In conclusion, both statistical and clinical significance are essential in applying research findings to social work practice. Statistical significance offers confidence that results are unlikely to be due to chance, but it should not be the sole criterion for decision-making. Practitioners must also consider the magnitude and practicality of effects, the specific needs of their clients, and the context of their practice settings. By integrating these considerations, social workers can adopt interventions that are both evidence-based and genuinely beneficial, ultimately improving client outcomes and advancing ethical standards in social service delivery (Plummer, Makris, & Brocksen, 2014).

References

  • Yegidis, B. L., Weinbach, R. W., & Myers, L. L. (2018). Research methods for social workers (8th ed.). Pearson.
  • Bauer, S., Lambert, M. J., & Nielsen, S. L. (2004). Clinical significance methods: A comparison of statistical techniques. Journal of Personality Assessment, 82(1), 60–70.

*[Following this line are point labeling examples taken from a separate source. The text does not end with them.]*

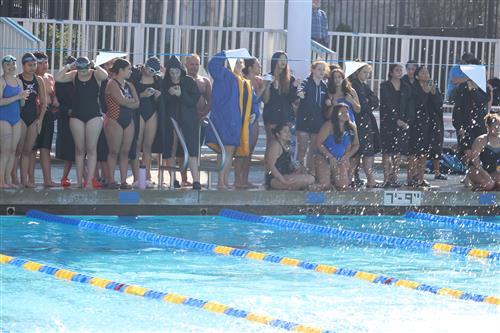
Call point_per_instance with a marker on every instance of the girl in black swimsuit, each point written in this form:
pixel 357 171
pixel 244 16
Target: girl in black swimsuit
pixel 484 172
pixel 282 174
pixel 121 101
pixel 149 90
pixel 32 114
pixel 85 117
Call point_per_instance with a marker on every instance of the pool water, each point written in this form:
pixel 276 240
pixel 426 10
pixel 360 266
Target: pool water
pixel 35 302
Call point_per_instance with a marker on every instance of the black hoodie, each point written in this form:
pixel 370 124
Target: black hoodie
pixel 278 109
pixel 181 108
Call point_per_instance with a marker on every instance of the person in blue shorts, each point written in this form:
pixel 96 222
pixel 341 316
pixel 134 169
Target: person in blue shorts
pixel 12 97
pixel 337 142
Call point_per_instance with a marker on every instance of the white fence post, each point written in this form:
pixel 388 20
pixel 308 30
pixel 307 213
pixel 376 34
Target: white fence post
pixel 496 63
pixel 138 55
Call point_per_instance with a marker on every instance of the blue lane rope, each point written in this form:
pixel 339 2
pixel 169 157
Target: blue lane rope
pixel 398 242
pixel 455 222
pixel 259 256
pixel 214 307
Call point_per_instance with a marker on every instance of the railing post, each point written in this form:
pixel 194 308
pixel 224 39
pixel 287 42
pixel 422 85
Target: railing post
pixel 138 55
pixel 405 49
pixel 496 63
pixel 273 19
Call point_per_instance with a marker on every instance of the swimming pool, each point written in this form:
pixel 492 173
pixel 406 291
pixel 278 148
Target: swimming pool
pixel 36 302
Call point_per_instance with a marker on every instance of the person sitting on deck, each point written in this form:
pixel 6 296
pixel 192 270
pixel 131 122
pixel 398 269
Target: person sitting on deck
pixel 484 171
pixel 282 174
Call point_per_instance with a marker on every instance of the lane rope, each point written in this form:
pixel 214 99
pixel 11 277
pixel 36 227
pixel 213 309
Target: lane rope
pixel 397 242
pixel 259 256
pixel 135 290
pixel 455 222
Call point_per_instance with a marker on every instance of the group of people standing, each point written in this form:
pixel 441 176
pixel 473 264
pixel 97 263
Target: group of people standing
pixel 107 114
pixel 119 114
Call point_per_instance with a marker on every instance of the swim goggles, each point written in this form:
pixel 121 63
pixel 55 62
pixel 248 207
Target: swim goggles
pixel 8 58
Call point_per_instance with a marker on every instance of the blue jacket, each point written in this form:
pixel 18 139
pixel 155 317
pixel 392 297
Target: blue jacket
pixel 225 108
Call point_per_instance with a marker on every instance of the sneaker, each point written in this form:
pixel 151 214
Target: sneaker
pixel 440 177
pixel 65 182
pixel 125 186
pixel 424 183
pixel 113 186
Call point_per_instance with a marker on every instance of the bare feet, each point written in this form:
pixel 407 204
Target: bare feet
pixel 29 185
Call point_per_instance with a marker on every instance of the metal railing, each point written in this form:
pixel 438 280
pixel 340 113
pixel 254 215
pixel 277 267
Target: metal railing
pixel 438 53
pixel 319 51
pixel 174 168
pixel 15 40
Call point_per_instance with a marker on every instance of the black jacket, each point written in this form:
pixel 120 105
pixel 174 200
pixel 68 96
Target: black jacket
pixel 470 109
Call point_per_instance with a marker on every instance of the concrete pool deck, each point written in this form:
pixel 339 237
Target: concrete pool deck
pixel 445 197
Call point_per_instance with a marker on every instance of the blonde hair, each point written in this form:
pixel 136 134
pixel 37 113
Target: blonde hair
pixel 193 56
pixel 316 63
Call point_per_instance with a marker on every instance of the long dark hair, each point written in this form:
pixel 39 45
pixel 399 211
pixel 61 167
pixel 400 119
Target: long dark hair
pixel 392 67
pixel 337 131
pixel 418 70
pixel 278 128
pixel 346 86
pixel 284 77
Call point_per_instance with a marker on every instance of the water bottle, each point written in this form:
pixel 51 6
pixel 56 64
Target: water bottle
pixel 142 177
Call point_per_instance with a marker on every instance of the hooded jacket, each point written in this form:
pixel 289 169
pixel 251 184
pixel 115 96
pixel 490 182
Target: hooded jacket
pixel 181 108
pixel 232 101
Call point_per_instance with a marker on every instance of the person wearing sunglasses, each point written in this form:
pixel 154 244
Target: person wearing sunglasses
pixel 44 140
pixel 12 98
pixel 65 145
pixel 31 114
pixel 85 119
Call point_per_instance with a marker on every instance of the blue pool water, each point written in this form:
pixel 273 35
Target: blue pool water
pixel 35 302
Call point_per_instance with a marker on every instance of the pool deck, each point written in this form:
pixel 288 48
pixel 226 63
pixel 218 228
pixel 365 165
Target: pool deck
pixel 445 197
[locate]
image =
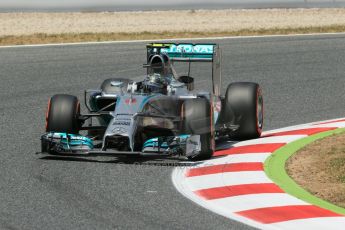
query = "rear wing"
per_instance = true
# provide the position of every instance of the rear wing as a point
(189, 52)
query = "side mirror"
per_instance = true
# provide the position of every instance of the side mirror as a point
(189, 81)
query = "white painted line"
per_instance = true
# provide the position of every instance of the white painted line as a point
(329, 223)
(253, 201)
(270, 140)
(226, 179)
(236, 158)
(172, 39)
(229, 205)
(178, 180)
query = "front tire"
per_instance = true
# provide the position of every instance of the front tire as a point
(196, 114)
(63, 114)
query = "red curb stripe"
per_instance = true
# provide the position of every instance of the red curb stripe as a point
(309, 131)
(233, 167)
(330, 122)
(238, 190)
(285, 213)
(258, 148)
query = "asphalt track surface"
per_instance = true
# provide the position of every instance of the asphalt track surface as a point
(303, 80)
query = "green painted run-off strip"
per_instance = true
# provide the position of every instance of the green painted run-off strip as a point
(275, 170)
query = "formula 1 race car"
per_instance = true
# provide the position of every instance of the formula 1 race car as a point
(159, 115)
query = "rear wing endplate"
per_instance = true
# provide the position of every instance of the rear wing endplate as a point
(190, 52)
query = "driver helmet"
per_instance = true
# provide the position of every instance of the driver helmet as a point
(156, 83)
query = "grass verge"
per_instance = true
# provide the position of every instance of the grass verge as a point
(42, 38)
(275, 169)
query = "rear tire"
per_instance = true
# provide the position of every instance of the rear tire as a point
(62, 114)
(243, 106)
(196, 115)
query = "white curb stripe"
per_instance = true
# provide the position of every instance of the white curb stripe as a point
(253, 201)
(270, 140)
(229, 205)
(226, 179)
(324, 223)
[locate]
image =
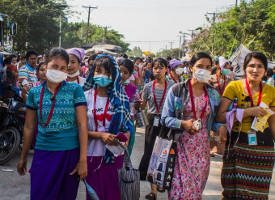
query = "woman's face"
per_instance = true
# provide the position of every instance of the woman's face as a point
(203, 63)
(42, 72)
(100, 70)
(73, 64)
(255, 70)
(13, 60)
(159, 70)
(124, 73)
(57, 63)
(149, 66)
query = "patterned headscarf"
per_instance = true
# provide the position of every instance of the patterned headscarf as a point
(121, 120)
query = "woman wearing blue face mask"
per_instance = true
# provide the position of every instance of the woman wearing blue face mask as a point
(109, 120)
(189, 109)
(61, 147)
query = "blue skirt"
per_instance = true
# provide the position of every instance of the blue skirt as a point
(50, 175)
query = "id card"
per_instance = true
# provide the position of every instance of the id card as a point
(252, 138)
(156, 121)
(198, 124)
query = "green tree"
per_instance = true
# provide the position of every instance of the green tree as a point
(135, 52)
(37, 20)
(251, 24)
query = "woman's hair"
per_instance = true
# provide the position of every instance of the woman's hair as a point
(59, 53)
(106, 63)
(136, 59)
(161, 61)
(257, 55)
(269, 72)
(197, 56)
(92, 57)
(39, 66)
(29, 53)
(128, 64)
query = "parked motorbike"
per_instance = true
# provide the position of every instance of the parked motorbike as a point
(12, 119)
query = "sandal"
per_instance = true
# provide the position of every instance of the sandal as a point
(161, 190)
(151, 196)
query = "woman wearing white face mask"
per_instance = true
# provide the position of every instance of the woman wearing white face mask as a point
(61, 148)
(76, 56)
(189, 109)
(221, 79)
(176, 72)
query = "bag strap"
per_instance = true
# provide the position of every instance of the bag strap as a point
(126, 160)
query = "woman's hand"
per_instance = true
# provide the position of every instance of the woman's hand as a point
(137, 105)
(189, 126)
(222, 132)
(109, 138)
(257, 111)
(81, 169)
(22, 167)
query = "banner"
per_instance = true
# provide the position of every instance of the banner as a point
(237, 59)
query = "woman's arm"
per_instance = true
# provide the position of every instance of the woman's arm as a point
(29, 127)
(81, 117)
(248, 112)
(271, 122)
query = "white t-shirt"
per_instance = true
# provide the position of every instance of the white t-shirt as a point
(81, 80)
(95, 146)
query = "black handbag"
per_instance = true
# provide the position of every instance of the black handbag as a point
(129, 179)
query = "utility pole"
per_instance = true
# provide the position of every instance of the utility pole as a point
(171, 43)
(60, 30)
(184, 41)
(88, 20)
(192, 33)
(214, 17)
(179, 46)
(105, 34)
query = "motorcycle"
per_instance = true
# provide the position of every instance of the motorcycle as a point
(12, 119)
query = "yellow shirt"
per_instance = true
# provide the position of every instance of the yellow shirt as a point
(236, 89)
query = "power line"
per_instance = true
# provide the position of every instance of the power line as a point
(89, 7)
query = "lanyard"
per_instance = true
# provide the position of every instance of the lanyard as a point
(163, 95)
(40, 105)
(105, 111)
(221, 90)
(174, 78)
(192, 101)
(76, 79)
(250, 95)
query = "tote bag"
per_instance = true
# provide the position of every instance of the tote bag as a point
(162, 162)
(129, 179)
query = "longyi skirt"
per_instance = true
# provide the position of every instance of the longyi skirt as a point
(50, 175)
(247, 170)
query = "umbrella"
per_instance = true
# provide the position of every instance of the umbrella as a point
(148, 53)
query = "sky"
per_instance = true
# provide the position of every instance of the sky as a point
(153, 25)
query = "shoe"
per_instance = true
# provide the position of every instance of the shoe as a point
(161, 190)
(151, 196)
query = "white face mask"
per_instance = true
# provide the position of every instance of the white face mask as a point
(179, 71)
(55, 76)
(202, 75)
(74, 75)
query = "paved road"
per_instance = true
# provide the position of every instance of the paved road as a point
(14, 187)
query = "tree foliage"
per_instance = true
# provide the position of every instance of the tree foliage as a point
(135, 52)
(252, 24)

  • Gibson, F. H. (2003). Indigent client perceptions of barriers to marriage and family therapy (Unpublished dissertation). University of Louisiana at Monroe.
  • Plummer, S.-B., Makris, S., & Brocksen, S. M. (Eds.). (2014). Social work case studies: Foundation year. Laureate International Universities Publishing.
  • Yegidis, B. L., & Weinbach, R. W. (2017). Research methods for social workers (7th ed.). Pearson.
  • Smith, J. A., & Doe, R. (2019). Evaluating interventions in social work: Statistical and clinical considerations. American Journal of Social Work, 124(3), 245-255.
  • Brown, T., & Green, L. (2020). Interpreting research findings for practice. Clinical Social Work Journal, 48(2), 180-192.
  • Johnson, K., & Lee, M. (2018). Effect sizes and practical significance in social work research. Journal of Social Service Research, 44(4), 567-578.
  • Williams, R., & Wilson, A. (2021). Bridging research and practice: The role of significance testing. Research in Social Work Practice, 31(5), 567-574.
  • Martinez, P., & Taylor, S. (2017). Applying evidence-based research in social work. Social Work Today, 17(1), 24-29.